Temerosa, salió de su habitación.
—¡Silkis, querida! Te presento al juez Pazair, de Menfis. La joven sonrió, con una turbación y un pudor muy convenientes.
—Recibimos muchos compradores y técnicos —prosiguió Bel-Tran—, pero vos sois nuestro primer juez. Es un gran honor.
La nueva mansión del vendedor de papiros tenía una decena de estancias con poca luz. La señora Silkis temía el sol porque enrojecía su piel.
Una sirvienta, seguida por dos niños, una chiquilla pelirroja y un muchacho que se parecía a su padre, ofreció una cerveza. Saludaron al magistrado y corrieron gritando.
—¡Ah, los niños! Los adoramos, pero a veces son agotadores.
Silkis asintió inclinando la cabeza. Afortunadamente, sus partos se habían desarrollado sin dificultades y no habían estropeado su cuerpo, gracias a los grandes períodos de reposo. Disimulaba algunas redondeces rebeldes bajo un amplio vestido de lino de primera calidad, discretamente adornado con pequeños flecos rojos. Sus pendientes, compuestos por un aro y un calamón de marfil, habían sido importados de Nubia.
Pazair fue invitado a tomar asiento en una tumbona de papiro.
—¿Original, verdad? Me gustan las innovaciones —precisó Bel-Tran—. Si la forma gusta, la comercializaré.
El juez se extrañó ante la disposición de la casa, larga, muy baja y sin terraza.
—Tengo vértigo. Bajo este cobertizo estamos al abrigo del calor.

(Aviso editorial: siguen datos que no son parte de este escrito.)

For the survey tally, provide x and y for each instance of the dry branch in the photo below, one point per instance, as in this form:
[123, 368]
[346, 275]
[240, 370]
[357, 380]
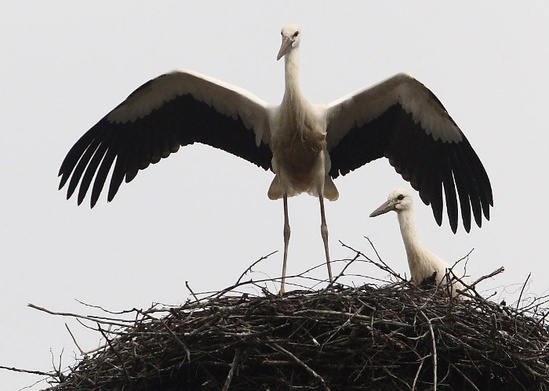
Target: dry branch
[387, 336]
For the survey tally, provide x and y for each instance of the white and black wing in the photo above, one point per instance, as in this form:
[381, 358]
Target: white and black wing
[402, 120]
[172, 110]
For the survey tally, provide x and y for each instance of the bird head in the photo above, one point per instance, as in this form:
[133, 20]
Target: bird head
[291, 37]
[399, 200]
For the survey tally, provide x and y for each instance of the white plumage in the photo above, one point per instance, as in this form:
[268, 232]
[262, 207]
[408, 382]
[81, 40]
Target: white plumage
[305, 145]
[423, 263]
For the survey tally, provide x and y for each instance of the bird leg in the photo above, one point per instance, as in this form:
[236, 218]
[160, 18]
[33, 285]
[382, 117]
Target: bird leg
[324, 234]
[286, 241]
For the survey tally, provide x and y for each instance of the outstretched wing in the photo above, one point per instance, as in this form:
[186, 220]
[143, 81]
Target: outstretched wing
[172, 110]
[402, 120]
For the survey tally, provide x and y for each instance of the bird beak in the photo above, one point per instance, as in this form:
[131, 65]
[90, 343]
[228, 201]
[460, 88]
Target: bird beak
[284, 48]
[387, 206]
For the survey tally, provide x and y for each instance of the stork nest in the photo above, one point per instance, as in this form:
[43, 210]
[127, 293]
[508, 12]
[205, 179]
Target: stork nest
[387, 335]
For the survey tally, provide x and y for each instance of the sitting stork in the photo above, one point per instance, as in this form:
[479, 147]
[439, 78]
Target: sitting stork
[305, 145]
[423, 263]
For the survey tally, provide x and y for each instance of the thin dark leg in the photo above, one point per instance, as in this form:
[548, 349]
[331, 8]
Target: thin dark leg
[286, 242]
[324, 234]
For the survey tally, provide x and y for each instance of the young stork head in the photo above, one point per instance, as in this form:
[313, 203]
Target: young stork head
[399, 200]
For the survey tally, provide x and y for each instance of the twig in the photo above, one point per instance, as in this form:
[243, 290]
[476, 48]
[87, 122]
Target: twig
[230, 375]
[74, 340]
[249, 268]
[305, 366]
[29, 371]
[190, 290]
[434, 347]
[522, 290]
[95, 319]
[490, 275]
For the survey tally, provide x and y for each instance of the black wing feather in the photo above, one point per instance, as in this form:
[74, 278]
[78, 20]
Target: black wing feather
[132, 146]
[429, 165]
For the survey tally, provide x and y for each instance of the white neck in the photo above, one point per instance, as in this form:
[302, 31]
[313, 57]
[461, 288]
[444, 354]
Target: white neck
[414, 248]
[291, 68]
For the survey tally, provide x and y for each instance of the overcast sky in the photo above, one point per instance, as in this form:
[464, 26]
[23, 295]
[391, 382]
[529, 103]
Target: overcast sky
[203, 215]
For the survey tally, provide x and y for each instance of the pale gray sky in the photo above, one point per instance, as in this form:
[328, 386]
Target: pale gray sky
[202, 215]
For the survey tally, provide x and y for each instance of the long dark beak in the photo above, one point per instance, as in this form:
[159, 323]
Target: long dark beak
[387, 206]
[284, 48]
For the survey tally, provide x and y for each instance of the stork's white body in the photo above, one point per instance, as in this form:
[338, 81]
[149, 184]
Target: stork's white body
[305, 145]
[422, 262]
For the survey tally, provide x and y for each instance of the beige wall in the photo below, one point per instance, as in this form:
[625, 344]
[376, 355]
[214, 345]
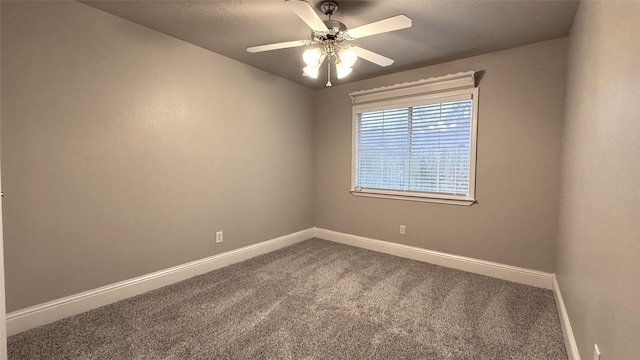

—¿Os gusta Menfis? —preguntó Silkis.
—Prefiero mi aldea.
—¿Dónde vivís?
—Encima de mi despacho. Los locales son algo exiguos; desde que entré en funciones, las investigaciones no faltan y los archivos se acumulan. Dentro de unos meses, viviré muy estrecho.
—Es un detalle de fácil arreglo —estimó Bel-Tran—. Una de mis mejores relaciones comerciales es responsable del archivo de palacio. Él distribuye los emplazamientos, en los almacenes del Estado.
—No me gustaría que se me concediera un privilegio.
—No lo será. Antes o después tendréis que hablar con él; pues bien, cuanto antes mejor. Os daré su nombre y vos os arregláis.
La cerveza era deliciosa; las grandes jarras destinadas a su conservación la mantenían fresca.
—Este verano —reveló Bel-Tran— abriré un almacén de papiro cerca del arsenal. Así la entrega a las administraciones será mucho más rápida.
—De ese modo os instalaréis en mi jurisdicción.
—Lo celebro. Si he juzgado bien vuestro temperamento, vuestros controles serán rigurosos y eficaces. De este modo, mi reputación se fortalecerá mucho. Pese a las ocasiones que se presentan, el fraude me horroriza; un día u otro te agarran con las manos en la masa. En Egipto los tramposos no gustan. Como dice el proverbio, la mentira no sirve de transbordador y no atraviesa el río.
—¿Habéis oído hablar de un tráfico de cereales?
—Cuando estalle el escándalo, las sanciones serán severas.